(Madrid, Spain) The economist, university professor and Lay Missionary of the Holy Redeemer Enrique Lluch argues in the book “Una economía para la esperanza” (“An economy for hope”) that an economic model is needed that “is put at the service of all the people who live now and who will live in the future”. According to the author, the coronavirus crisis confirms that there is “a stagnant and excluded society” that has been particularly affected.
“During this period of confinement it has become more evident that a growth-based economy like ours is rapidly collapsing,” said Cardinal Herrera, professor at the CEU University and member of the European Foundation for the Study and Ethical Reflection (Funderética). “That is why we have been proposing for a long time an economy based on different foundations, which would have better dealt with this crisis scenario”.
Furthermore, Lluch moves this debate away from the classic struggles between economic models, such as that between capitalism and communism: “We are bent to debate the market economy, whether capitalist or socialist; whether we want more or less intervention by the public sector or the market… But we do so without questioning the economicist paradigm in which we live, in which the economy is placed above everything else”.
Therefore, in the book “An economy for hope”, published by PPC, Lluch proposes concrete measures to replace the paradigm.
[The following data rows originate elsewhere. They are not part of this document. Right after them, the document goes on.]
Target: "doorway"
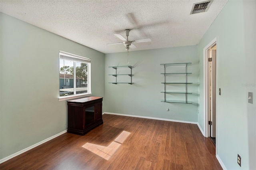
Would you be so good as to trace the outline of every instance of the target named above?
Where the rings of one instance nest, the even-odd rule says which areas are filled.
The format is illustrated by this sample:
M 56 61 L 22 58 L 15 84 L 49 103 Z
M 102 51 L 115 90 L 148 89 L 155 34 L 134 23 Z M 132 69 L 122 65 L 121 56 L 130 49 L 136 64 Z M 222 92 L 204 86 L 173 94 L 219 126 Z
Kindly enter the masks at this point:
M 216 145 L 216 44 L 210 50 L 209 62 L 209 107 L 210 137 Z
M 204 48 L 204 134 L 217 148 L 217 38 Z M 216 150 L 217 154 L 217 149 Z

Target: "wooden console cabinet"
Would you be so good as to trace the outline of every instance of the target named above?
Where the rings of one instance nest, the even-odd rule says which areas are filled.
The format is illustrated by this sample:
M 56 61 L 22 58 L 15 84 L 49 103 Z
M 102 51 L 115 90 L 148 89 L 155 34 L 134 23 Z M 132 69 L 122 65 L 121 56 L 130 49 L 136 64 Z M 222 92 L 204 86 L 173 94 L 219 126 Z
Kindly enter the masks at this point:
M 102 124 L 102 99 L 90 97 L 67 101 L 68 132 L 84 136 Z

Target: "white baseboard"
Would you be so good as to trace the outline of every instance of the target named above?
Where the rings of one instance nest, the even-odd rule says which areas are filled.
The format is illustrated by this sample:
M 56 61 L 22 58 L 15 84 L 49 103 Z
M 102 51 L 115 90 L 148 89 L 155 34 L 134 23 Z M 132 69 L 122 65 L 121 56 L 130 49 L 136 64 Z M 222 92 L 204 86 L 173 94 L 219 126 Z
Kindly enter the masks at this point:
M 202 134 L 203 134 L 203 135 L 204 135 L 204 137 L 206 137 L 204 135 L 204 130 L 203 130 L 201 128 L 201 127 L 199 125 L 199 124 L 198 123 L 197 123 L 196 124 L 197 124 L 197 126 L 198 127 L 198 128 L 199 128 L 199 129 L 200 130 L 200 131 L 201 131 L 201 132 L 202 133 Z
M 41 142 L 39 142 L 38 143 L 36 143 L 36 144 L 34 144 L 33 145 L 28 146 L 28 147 L 25 148 L 25 149 L 22 149 L 22 150 L 18 151 L 16 153 L 14 153 L 14 154 L 12 154 L 7 157 L 6 157 L 5 158 L 4 158 L 2 159 L 0 159 L 0 164 L 2 164 L 2 163 L 7 160 L 8 160 L 9 159 L 11 159 L 15 156 L 17 156 L 20 155 L 21 154 L 22 154 L 26 152 L 27 152 L 28 150 L 30 150 L 30 149 L 33 149 L 33 148 L 35 148 L 36 147 L 38 146 L 40 144 L 43 144 L 44 143 L 48 142 L 49 140 L 50 140 L 54 138 L 55 138 L 56 137 L 58 136 L 59 136 L 62 134 L 64 133 L 66 133 L 67 132 L 67 130 L 65 130 L 59 133 L 58 134 L 53 135 L 53 136 L 48 138 L 46 139 L 44 139 L 44 140 L 43 140 Z
M 219 161 L 219 163 L 220 163 L 220 166 L 221 166 L 222 169 L 223 169 L 223 170 L 226 170 L 227 168 L 226 167 L 226 166 L 225 166 L 224 164 L 222 162 L 222 160 L 221 160 L 221 159 L 220 159 L 220 156 L 219 156 L 218 155 L 216 155 L 216 158 L 217 158 L 217 159 L 218 160 L 218 161 Z
M 190 123 L 192 124 L 197 124 L 197 122 L 190 122 L 188 121 L 180 121 L 178 120 L 168 119 L 167 119 L 158 118 L 157 117 L 148 117 L 147 116 L 137 116 L 132 115 L 126 115 L 124 114 L 112 113 L 110 112 L 104 112 L 103 114 L 106 114 L 108 115 L 118 115 L 119 116 L 128 116 L 129 117 L 138 117 L 139 118 L 148 119 L 150 119 L 158 120 L 160 121 L 169 121 L 170 122 L 179 122 L 180 123 Z

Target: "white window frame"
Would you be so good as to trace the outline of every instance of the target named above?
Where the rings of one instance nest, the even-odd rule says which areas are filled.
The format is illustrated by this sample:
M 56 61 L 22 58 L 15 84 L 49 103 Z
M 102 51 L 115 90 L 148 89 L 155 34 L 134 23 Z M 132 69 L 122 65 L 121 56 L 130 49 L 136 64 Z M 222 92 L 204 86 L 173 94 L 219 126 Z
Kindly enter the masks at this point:
M 91 59 L 89 58 L 86 58 L 84 57 L 73 54 L 71 53 L 67 53 L 66 52 L 60 51 L 59 58 L 61 58 L 61 55 L 63 55 L 64 57 L 64 59 L 66 58 L 66 60 L 72 61 L 74 61 L 74 77 L 76 77 L 76 61 L 82 62 L 83 63 L 87 63 L 88 75 L 87 75 L 87 93 L 86 93 L 76 94 L 76 79 L 74 78 L 74 95 L 66 96 L 60 96 L 60 89 L 59 88 L 58 99 L 59 101 L 64 101 L 68 100 L 77 99 L 79 98 L 90 96 L 92 95 L 92 89 L 91 85 Z M 59 61 L 60 60 L 59 59 Z M 59 67 L 60 67 L 60 63 L 59 63 Z M 59 78 L 59 79 L 60 79 Z M 60 82 L 59 82 L 59 86 Z

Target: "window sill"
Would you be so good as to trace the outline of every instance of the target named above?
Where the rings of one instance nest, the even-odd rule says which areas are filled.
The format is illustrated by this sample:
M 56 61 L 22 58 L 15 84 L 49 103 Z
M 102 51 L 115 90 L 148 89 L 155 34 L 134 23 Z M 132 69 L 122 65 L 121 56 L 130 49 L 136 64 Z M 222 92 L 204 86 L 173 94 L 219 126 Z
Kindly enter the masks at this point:
M 68 96 L 64 96 L 63 97 L 59 97 L 59 101 L 64 101 L 66 100 L 74 99 L 76 99 L 80 98 L 83 97 L 86 97 L 87 96 L 90 96 L 92 95 L 92 93 L 86 93 L 82 95 L 72 95 Z

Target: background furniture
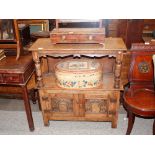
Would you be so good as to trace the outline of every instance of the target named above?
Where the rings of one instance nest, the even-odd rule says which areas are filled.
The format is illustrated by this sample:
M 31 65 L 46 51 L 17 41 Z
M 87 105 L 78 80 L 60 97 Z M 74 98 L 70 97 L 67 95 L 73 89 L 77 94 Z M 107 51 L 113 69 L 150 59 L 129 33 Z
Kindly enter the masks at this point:
M 110 121 L 117 127 L 121 81 L 121 65 L 126 46 L 121 38 L 106 38 L 100 44 L 55 44 L 50 38 L 38 39 L 29 49 L 35 61 L 38 89 L 44 125 L 49 120 Z M 104 57 L 115 63 L 107 65 Z M 42 57 L 48 61 L 42 67 Z M 72 57 L 98 59 L 103 65 L 103 84 L 100 88 L 68 90 L 59 88 L 55 82 L 54 65 Z M 103 58 L 103 59 L 102 59 Z M 51 59 L 51 61 L 49 60 Z M 109 63 L 110 64 L 110 63 Z M 106 68 L 109 68 L 108 72 Z
M 130 134 L 135 116 L 155 118 L 155 91 L 153 83 L 153 61 L 155 45 L 133 44 L 131 48 L 131 65 L 129 71 L 129 87 L 124 91 L 124 107 L 128 113 L 128 129 Z M 155 121 L 153 125 L 155 134 Z
M 15 59 L 15 56 L 8 56 L 0 61 L 0 85 L 22 88 L 25 111 L 29 129 L 31 131 L 34 130 L 34 123 L 28 96 L 27 83 L 33 75 L 34 69 L 34 62 L 31 54 L 21 56 L 18 61 Z M 35 96 L 33 97 L 33 102 L 35 102 Z
M 17 20 L 1 19 L 0 20 L 0 49 L 16 50 L 16 59 L 19 58 L 22 51 Z

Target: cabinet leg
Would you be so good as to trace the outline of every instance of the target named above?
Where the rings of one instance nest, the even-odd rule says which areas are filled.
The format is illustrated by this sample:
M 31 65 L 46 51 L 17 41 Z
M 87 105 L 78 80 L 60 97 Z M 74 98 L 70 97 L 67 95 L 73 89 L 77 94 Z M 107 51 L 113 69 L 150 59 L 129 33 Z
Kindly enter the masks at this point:
M 29 129 L 30 131 L 34 131 L 34 123 L 33 123 L 33 118 L 32 118 L 32 111 L 31 111 L 27 86 L 23 86 L 22 91 L 23 91 L 24 106 L 25 106 Z
M 43 121 L 44 121 L 44 126 L 50 125 L 48 116 L 46 114 L 43 114 Z
M 128 112 L 128 129 L 126 135 L 130 135 L 134 121 L 135 121 L 135 115 L 132 112 Z
M 112 123 L 111 123 L 111 127 L 112 128 L 117 128 L 117 117 L 118 116 L 113 116 L 113 120 L 112 120 Z
M 44 118 L 44 126 L 49 126 L 49 125 L 50 125 L 49 120 Z
M 154 122 L 153 122 L 153 135 L 155 135 L 155 119 L 154 119 Z

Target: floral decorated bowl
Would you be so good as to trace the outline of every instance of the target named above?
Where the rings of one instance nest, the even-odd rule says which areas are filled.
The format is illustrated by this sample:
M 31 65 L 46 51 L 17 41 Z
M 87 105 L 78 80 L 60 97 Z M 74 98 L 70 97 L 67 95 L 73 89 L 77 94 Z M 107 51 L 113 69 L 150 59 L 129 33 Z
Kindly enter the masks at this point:
M 55 66 L 58 86 L 68 89 L 98 87 L 102 81 L 102 67 L 96 60 L 72 59 Z

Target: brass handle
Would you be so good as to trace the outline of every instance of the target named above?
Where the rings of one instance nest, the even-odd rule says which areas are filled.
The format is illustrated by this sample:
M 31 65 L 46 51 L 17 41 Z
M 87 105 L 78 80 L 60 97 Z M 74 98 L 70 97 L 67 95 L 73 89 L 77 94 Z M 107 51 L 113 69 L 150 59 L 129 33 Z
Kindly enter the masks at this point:
M 89 40 L 92 40 L 93 39 L 93 36 L 89 36 Z

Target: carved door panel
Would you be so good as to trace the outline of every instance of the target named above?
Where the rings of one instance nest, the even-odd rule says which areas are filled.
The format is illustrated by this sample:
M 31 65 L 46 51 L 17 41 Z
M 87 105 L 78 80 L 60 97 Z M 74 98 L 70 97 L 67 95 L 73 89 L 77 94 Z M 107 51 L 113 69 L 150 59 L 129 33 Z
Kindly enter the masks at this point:
M 98 95 L 85 95 L 85 116 L 107 116 L 116 112 L 117 93 L 105 92 Z
M 43 111 L 53 116 L 78 116 L 78 95 L 67 93 L 40 93 Z

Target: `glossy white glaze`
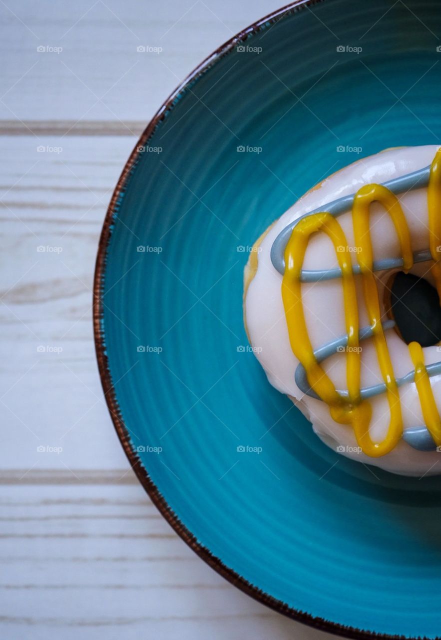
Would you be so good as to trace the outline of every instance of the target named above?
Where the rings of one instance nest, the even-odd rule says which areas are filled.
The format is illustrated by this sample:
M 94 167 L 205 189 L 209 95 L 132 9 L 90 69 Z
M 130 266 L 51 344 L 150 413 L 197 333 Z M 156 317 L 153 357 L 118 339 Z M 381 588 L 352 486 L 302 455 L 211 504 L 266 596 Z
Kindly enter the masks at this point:
M 405 175 L 430 164 L 437 146 L 403 147 L 383 151 L 362 158 L 331 175 L 320 186 L 309 192 L 283 214 L 263 239 L 258 253 L 257 273 L 247 291 L 245 310 L 250 340 L 256 355 L 263 367 L 268 380 L 282 393 L 291 396 L 295 404 L 313 423 L 317 435 L 332 448 L 344 455 L 364 463 L 375 465 L 394 473 L 408 476 L 421 476 L 441 472 L 441 453 L 417 451 L 403 441 L 393 451 L 381 458 L 373 458 L 360 452 L 350 427 L 334 422 L 327 406 L 323 402 L 305 396 L 297 387 L 294 374 L 298 361 L 290 346 L 285 314 L 282 303 L 281 286 L 282 276 L 274 269 L 270 252 L 272 243 L 280 232 L 290 222 L 309 211 L 323 207 L 342 196 L 353 193 L 360 187 L 370 182 L 384 182 L 392 178 Z M 412 250 L 429 247 L 428 228 L 427 190 L 419 189 L 399 196 L 412 239 Z M 371 209 L 371 234 L 374 258 L 400 257 L 399 246 L 393 225 L 380 205 L 375 203 Z M 354 246 L 352 220 L 350 210 L 339 218 L 353 250 L 353 262 L 356 262 L 357 248 Z M 429 262 L 415 264 L 412 273 L 423 276 L 433 282 L 428 272 Z M 337 266 L 335 250 L 324 234 L 317 234 L 307 250 L 304 268 L 307 269 L 330 269 Z M 385 287 L 392 271 L 377 273 L 380 303 L 383 306 Z M 359 280 L 359 279 L 357 279 Z M 357 296 L 360 326 L 368 324 L 360 283 L 357 282 Z M 339 279 L 305 284 L 302 286 L 304 312 L 313 348 L 346 333 L 343 304 L 341 282 Z M 383 319 L 385 319 L 385 315 Z M 394 330 L 386 333 L 387 344 L 396 377 L 413 369 L 407 345 Z M 426 364 L 441 359 L 436 346 L 424 349 Z M 382 381 L 373 343 L 368 340 L 362 343 L 361 353 L 362 386 Z M 346 357 L 336 353 L 323 364 L 327 373 L 337 388 L 346 388 Z M 441 408 L 441 376 L 431 378 L 435 400 Z M 404 428 L 424 424 L 416 387 L 407 384 L 399 390 Z M 371 401 L 373 417 L 371 437 L 382 440 L 389 423 L 389 410 L 385 394 Z M 343 449 L 343 451 L 342 451 Z

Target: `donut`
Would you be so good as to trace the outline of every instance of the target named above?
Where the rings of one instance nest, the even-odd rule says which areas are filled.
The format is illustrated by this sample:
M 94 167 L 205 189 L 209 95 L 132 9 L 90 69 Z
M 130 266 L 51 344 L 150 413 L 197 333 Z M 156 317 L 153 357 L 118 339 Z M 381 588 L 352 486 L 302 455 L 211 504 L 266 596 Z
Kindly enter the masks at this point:
M 269 382 L 325 444 L 441 474 L 441 148 L 385 150 L 307 191 L 254 243 L 244 317 Z

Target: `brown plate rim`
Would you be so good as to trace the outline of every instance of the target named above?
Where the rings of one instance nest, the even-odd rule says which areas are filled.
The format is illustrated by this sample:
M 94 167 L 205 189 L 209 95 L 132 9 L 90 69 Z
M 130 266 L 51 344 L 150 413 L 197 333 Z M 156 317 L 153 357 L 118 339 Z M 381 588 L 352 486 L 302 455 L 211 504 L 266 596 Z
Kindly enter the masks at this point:
M 103 317 L 102 295 L 104 290 L 107 250 L 111 234 L 112 221 L 118 209 L 118 202 L 120 196 L 125 190 L 128 177 L 137 162 L 140 153 L 138 150 L 138 147 L 143 147 L 148 143 L 148 140 L 153 136 L 158 125 L 164 119 L 166 113 L 173 108 L 173 103 L 178 94 L 185 90 L 189 84 L 192 84 L 200 77 L 219 60 L 233 49 L 238 43 L 245 41 L 249 35 L 259 33 L 265 26 L 267 26 L 267 23 L 270 23 L 270 26 L 267 26 L 267 28 L 271 28 L 274 24 L 277 22 L 279 20 L 284 18 L 286 15 L 296 10 L 302 8 L 307 8 L 313 4 L 324 1 L 329 2 L 331 0 L 295 0 L 295 1 L 290 3 L 289 4 L 277 9 L 261 20 L 254 22 L 249 27 L 242 29 L 236 35 L 233 36 L 233 38 L 230 38 L 227 42 L 217 49 L 211 55 L 205 58 L 200 65 L 196 67 L 187 76 L 158 109 L 144 131 L 132 152 L 113 192 L 104 219 L 99 240 L 93 283 L 93 328 L 97 358 L 101 383 L 104 392 L 104 397 L 107 404 L 111 417 L 123 448 L 128 458 L 130 466 L 135 471 L 141 484 L 161 515 L 189 547 L 206 562 L 207 564 L 232 584 L 235 585 L 235 586 L 252 598 L 254 598 L 258 602 L 266 605 L 270 609 L 288 618 L 307 625 L 309 627 L 319 629 L 321 631 L 335 634 L 336 635 L 344 637 L 355 638 L 357 640 L 359 639 L 359 640 L 367 640 L 367 639 L 373 638 L 382 638 L 385 639 L 385 640 L 429 640 L 429 639 L 421 638 L 421 637 L 411 638 L 405 636 L 391 636 L 387 634 L 378 634 L 375 632 L 366 631 L 313 616 L 309 613 L 296 609 L 293 607 L 290 607 L 286 603 L 277 600 L 258 587 L 251 584 L 233 569 L 224 564 L 219 558 L 213 556 L 206 547 L 204 547 L 198 542 L 195 536 L 180 522 L 176 515 L 167 504 L 160 493 L 157 486 L 150 479 L 146 468 L 143 465 L 141 459 L 130 444 L 128 431 L 123 421 L 116 394 L 112 383 L 105 351 L 105 335 L 102 327 L 102 319 Z M 437 637 L 431 639 L 431 640 L 441 640 L 441 639 Z

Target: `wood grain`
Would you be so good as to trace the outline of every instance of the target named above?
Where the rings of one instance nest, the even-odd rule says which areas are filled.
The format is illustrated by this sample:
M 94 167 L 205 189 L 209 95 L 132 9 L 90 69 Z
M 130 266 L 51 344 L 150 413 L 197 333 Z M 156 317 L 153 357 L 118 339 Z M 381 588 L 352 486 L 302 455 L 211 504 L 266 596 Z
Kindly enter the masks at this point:
M 137 136 L 275 8 L 0 2 L 1 638 L 326 638 L 229 584 L 159 515 L 114 433 L 92 333 L 98 238 Z

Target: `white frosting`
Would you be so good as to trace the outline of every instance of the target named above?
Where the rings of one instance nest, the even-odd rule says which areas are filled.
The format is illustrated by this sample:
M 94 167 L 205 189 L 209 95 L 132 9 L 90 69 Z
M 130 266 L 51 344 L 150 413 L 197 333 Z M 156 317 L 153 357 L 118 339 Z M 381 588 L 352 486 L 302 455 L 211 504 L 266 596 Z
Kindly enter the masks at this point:
M 341 425 L 331 418 L 327 405 L 305 396 L 295 382 L 294 374 L 298 361 L 290 345 L 288 328 L 281 296 L 282 276 L 273 266 L 270 252 L 280 232 L 290 222 L 309 211 L 323 207 L 342 196 L 357 191 L 364 184 L 384 182 L 417 171 L 430 164 L 438 146 L 405 147 L 391 149 L 369 157 L 358 160 L 325 180 L 318 188 L 308 192 L 286 211 L 263 239 L 258 253 L 258 268 L 249 285 L 245 301 L 245 311 L 250 340 L 256 355 L 271 384 L 282 393 L 295 399 L 295 404 L 313 423 L 313 428 L 321 440 L 334 450 L 365 463 L 375 465 L 389 471 L 406 476 L 441 474 L 441 453 L 414 449 L 404 440 L 400 441 L 390 453 L 380 458 L 371 458 L 357 450 L 357 444 L 350 426 Z M 399 195 L 401 207 L 409 225 L 412 250 L 429 248 L 427 189 L 419 189 Z M 348 239 L 353 247 L 352 214 L 349 210 L 339 217 Z M 391 220 L 383 207 L 375 203 L 371 207 L 372 246 L 375 259 L 401 257 L 399 245 Z M 353 262 L 356 255 L 353 254 Z M 412 273 L 432 282 L 428 269 L 431 263 L 416 264 Z M 324 234 L 314 235 L 308 246 L 304 268 L 331 269 L 337 267 L 334 246 Z M 383 305 L 384 284 L 391 271 L 377 272 L 379 296 Z M 357 281 L 359 278 L 356 278 Z M 360 326 L 369 324 L 360 283 L 357 282 Z M 313 348 L 346 333 L 341 282 L 339 278 L 321 282 L 304 284 L 302 299 L 305 319 Z M 414 368 L 407 345 L 393 330 L 385 333 L 396 378 Z M 424 349 L 426 364 L 441 360 L 435 346 Z M 362 343 L 361 353 L 362 387 L 383 381 L 375 349 L 371 340 Z M 346 358 L 336 353 L 323 367 L 337 388 L 346 388 Z M 441 408 L 441 376 L 432 377 L 431 384 L 435 401 Z M 419 399 L 414 383 L 399 389 L 404 428 L 424 424 Z M 371 401 L 373 417 L 370 433 L 373 439 L 382 440 L 389 424 L 389 410 L 385 394 Z M 341 451 L 341 447 L 344 449 Z

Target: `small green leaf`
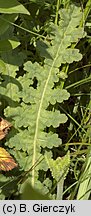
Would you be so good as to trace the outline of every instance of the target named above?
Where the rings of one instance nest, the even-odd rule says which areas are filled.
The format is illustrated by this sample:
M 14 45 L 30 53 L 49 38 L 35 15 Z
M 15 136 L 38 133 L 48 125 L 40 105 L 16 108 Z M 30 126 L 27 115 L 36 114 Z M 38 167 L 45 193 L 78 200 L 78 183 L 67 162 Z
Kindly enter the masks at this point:
M 0 13 L 23 13 L 29 15 L 27 9 L 17 0 L 0 0 Z

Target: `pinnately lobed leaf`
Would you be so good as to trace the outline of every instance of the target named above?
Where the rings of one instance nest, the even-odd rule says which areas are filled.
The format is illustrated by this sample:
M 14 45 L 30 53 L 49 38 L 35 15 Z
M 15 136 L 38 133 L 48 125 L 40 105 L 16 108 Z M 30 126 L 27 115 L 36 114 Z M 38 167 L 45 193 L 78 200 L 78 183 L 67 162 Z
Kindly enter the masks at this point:
M 61 10 L 60 14 L 59 25 L 50 24 L 51 44 L 41 39 L 37 43 L 36 49 L 40 55 L 45 53 L 43 66 L 31 61 L 24 64 L 26 73 L 16 79 L 21 88 L 16 90 L 17 96 L 15 95 L 16 100 L 21 98 L 22 102 L 17 107 L 5 109 L 5 115 L 13 119 L 14 127 L 18 131 L 6 145 L 16 147 L 16 151 L 25 152 L 27 163 L 24 155 L 22 158 L 25 160 L 25 170 L 35 164 L 42 150 L 45 154 L 45 147 L 50 150 L 54 146 L 61 145 L 62 140 L 58 137 L 56 128 L 67 121 L 67 116 L 60 113 L 56 104 L 68 100 L 70 94 L 59 86 L 59 67 L 61 64 L 72 63 L 82 58 L 79 50 L 71 47 L 72 43 L 77 42 L 84 35 L 83 29 L 79 27 L 81 12 L 79 8 L 72 7 L 70 11 Z M 42 48 L 43 45 L 44 49 L 46 48 L 45 52 L 41 49 L 41 43 Z M 18 154 L 16 159 L 21 165 Z M 30 177 L 32 186 L 38 186 L 38 170 L 43 167 L 48 169 L 46 160 L 32 170 Z

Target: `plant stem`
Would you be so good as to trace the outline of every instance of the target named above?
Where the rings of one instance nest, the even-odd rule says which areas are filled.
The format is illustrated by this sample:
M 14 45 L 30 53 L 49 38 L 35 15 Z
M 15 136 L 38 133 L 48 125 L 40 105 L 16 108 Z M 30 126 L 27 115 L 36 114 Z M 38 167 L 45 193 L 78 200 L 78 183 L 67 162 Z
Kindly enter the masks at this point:
M 60 0 L 57 0 L 57 6 L 56 6 L 56 17 L 55 17 L 55 24 L 57 25 L 58 23 L 58 11 L 60 7 Z

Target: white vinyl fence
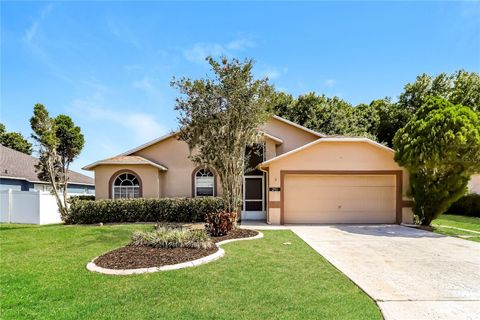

The economist believes that the purpose of the system cannot be mere economic growth, but rather that all people have enough to live with dignity: “We must make a transition. The current economy has ceased to be at our service to demand servitude”.
As an example of a useful economic measure that would have been fundamental in the fight against the Covid-19, the author argues that “a more distributed production, closer to the places of consumption, would have avoided bottlenecks in distribution, such as those that have occurred with sanitary material”.
Finally, during the presentation of the book, held virtually, Lluch showed hope for the recovery of the environment during the confinement. “In just two months of shutdown, the environment has rapidly regenerated”. “With a different production model, effects such as increased inequalities would not have been so serious,” he concluded.